By Robert D. Atkinson – Special to CNN
Too many American policy elites - pundits, economists and policymakers – tragically accept the ongoing catastrophic decline of American manufacturing as inevitable. As some 5.5 million jobs and 54,000 factories have disappeared over the last decade, many U.S. elites have noted that intense competition from low-wage countries has caused other industrialized countries to experience similar declines. This view is wrong.
In fact, the United States’ precipitous drop in manufacturing is actually atypical. Indeed, the manufacturing employment, output and market share of many other comparable countries has actually been stable in recent years. Between 1997 and 2010, U.S. manufacturing job growth was the worst among a group of ten OECD countries while Germany’s was the best.
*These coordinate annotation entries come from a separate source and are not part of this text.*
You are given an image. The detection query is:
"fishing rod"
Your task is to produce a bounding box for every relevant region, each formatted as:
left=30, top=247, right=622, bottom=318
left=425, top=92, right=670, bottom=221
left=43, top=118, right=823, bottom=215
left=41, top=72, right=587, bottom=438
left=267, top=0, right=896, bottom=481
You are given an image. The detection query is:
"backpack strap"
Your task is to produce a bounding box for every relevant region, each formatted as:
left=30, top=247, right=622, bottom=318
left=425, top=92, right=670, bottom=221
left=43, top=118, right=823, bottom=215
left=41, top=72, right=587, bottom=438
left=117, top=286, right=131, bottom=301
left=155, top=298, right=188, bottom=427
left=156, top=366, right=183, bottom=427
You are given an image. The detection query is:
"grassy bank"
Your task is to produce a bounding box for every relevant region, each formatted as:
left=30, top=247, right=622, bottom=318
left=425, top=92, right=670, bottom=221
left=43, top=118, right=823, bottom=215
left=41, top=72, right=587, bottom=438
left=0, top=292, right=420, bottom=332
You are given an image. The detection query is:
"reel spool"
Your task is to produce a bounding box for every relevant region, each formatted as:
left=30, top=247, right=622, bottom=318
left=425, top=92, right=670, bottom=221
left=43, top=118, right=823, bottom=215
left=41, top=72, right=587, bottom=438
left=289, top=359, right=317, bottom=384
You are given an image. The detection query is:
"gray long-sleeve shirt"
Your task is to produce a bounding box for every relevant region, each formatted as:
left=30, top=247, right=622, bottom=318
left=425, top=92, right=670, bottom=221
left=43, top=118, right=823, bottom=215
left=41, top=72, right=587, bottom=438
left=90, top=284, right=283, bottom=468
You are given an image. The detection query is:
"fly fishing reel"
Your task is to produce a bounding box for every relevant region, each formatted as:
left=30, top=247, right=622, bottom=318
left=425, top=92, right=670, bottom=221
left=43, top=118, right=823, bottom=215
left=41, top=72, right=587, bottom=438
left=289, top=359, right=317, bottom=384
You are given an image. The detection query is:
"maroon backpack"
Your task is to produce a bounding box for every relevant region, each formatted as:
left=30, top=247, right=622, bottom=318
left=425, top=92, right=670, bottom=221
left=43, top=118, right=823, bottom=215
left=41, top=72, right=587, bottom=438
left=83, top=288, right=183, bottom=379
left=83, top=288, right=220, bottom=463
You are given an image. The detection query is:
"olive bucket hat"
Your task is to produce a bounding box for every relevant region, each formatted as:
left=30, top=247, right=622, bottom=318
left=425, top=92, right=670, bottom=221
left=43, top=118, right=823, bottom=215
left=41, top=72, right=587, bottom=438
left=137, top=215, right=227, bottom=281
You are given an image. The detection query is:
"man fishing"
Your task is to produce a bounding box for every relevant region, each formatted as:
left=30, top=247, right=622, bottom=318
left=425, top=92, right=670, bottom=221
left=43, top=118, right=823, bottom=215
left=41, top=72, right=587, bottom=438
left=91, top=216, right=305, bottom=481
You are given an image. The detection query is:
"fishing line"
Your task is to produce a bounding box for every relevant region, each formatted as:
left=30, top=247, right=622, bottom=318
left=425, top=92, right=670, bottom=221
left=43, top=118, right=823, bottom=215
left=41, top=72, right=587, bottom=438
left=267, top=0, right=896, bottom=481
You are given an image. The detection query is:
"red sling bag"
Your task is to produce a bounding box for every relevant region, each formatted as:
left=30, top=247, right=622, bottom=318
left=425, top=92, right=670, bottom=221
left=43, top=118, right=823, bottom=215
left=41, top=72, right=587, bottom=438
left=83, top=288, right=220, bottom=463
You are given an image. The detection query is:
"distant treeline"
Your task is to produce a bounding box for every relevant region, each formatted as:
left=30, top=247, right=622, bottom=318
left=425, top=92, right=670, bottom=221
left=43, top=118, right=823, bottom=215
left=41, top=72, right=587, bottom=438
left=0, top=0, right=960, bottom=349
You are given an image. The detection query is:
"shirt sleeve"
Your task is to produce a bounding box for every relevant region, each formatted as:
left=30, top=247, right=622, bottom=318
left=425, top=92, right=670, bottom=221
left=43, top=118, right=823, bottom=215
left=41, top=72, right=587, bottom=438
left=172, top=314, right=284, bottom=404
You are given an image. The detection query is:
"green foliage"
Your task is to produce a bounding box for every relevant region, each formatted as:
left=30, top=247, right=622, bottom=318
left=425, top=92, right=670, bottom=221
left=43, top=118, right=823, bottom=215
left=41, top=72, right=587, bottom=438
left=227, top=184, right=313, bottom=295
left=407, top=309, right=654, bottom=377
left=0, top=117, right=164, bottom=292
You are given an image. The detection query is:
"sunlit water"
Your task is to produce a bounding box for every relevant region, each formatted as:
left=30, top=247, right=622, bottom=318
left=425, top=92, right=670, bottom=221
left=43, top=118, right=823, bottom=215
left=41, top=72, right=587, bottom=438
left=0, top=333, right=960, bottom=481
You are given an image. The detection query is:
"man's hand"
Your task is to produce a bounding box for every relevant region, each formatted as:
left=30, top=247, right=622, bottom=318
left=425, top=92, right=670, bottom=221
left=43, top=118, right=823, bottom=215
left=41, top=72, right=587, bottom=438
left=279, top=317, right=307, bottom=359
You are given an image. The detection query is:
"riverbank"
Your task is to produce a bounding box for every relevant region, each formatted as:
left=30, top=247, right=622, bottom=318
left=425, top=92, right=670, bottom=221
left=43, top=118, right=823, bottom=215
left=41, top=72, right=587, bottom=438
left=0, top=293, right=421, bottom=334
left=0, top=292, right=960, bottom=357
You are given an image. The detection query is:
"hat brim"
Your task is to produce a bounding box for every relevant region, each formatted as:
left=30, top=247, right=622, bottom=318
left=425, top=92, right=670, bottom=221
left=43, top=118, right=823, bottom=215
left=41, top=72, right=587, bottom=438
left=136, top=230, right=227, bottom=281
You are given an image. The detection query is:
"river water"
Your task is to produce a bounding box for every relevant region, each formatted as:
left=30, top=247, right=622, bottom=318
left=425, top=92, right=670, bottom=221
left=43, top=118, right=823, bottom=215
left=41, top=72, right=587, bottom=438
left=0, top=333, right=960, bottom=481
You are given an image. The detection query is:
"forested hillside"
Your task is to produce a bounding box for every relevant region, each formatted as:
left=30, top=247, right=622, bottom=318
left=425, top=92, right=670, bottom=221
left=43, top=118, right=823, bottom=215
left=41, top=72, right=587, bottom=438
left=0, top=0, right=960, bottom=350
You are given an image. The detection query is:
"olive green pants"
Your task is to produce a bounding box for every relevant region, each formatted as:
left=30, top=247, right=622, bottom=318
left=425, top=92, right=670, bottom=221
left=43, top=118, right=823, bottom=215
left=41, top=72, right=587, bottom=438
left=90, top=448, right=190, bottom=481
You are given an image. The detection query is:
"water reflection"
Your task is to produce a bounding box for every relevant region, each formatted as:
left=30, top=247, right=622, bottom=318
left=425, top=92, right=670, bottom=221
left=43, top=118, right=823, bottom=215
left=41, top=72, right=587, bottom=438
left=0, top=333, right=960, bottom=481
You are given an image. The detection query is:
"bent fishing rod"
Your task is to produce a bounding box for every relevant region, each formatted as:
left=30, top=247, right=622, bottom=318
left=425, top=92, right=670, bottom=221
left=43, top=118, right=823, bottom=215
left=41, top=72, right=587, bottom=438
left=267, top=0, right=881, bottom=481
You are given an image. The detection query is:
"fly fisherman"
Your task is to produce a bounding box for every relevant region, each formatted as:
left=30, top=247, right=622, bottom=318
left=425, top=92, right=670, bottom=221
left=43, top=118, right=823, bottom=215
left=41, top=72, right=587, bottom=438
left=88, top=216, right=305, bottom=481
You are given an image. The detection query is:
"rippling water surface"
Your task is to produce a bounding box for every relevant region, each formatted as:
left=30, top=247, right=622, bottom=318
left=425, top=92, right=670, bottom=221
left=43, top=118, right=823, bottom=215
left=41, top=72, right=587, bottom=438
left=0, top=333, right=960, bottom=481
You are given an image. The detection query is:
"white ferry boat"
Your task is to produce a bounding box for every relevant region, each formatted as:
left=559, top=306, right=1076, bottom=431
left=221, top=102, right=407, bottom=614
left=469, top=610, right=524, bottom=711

At an event this month, the Information Technology and Innovation Foundation hosted a number of German government officials and probed why Germany has managed to retain and create research-intensive, high-wage manufacturing jobs. Why tried to understand how Germany could boast an unemployment rate of 6.6% while the U.S. unemployment rate is stuck at 9%.
It must be because wages in Germany are much lower than in the United States, right? Hardly. In fact, German industrial workers actually make about 40% more than their U.S. counterparts. Well then, it is because of the onerous regulatory burdens companies operating in the United States must shoulder. Wrong again. Germany takes environmental stewardship, worker health and safety and other matters just as seriously as the United States, if not more so. Even when it comes to tax rates, Germany and the U.S. are nearly identical, each with relatively high effective rates of around 28%. In addition, both countries face similar macroeconomic challenges.
So why has Germany emerged from the recession in relatively robust economic health, poised for continued job growth and enhanced competitiveness? One key reason is that Germany has put in place a strategic, well-funded industry research institute that forges partnerships in applied research in key areas. In other words, while the United States focuses most of its R&D investment on mission-oriented research (e.g., defense and health) or basic research, Germany focuses on industrially-relevant applied research that gives their manufacturers and technology firms a leg up in global competition. This is why almost one third of German firms in a 2009 survey credited their innovations to German government research and innovation policies!
Not only does Germany focus on applied industrially relevant research, they invest a lot in it. As ITIF noted in International Benchmarking of Countries’ Policies and Programs Supporting SME Manufacturers, which looked at national efforts to harness and encourage innovation in small and medium-sized enterprises (SMEs), Germany invests about 20 times more as a share of GDP in industrially relevant research than the United States does.
One key way the Germans help their manufacturers and tech companies compete is through the Fraunhofer system, made up of 60 research institutes and 18,000 employees working with universities, private companies and government agencies throughout Germany in fields as diverse as life sciences, microelectronics and materials and components. And while the U.S. federal government has been cutting investments in research, Germany has been expanding these investments. The Fraunhofer system alone has a budget of over $2 billion and Germany’s expenditures on R&D, now at 2.8%, are at their highest levels since unification 20 years ago. While combined U.S. public and private R&D levels are comparable, the critical difference is Germany’s focus on applied research in key sectors.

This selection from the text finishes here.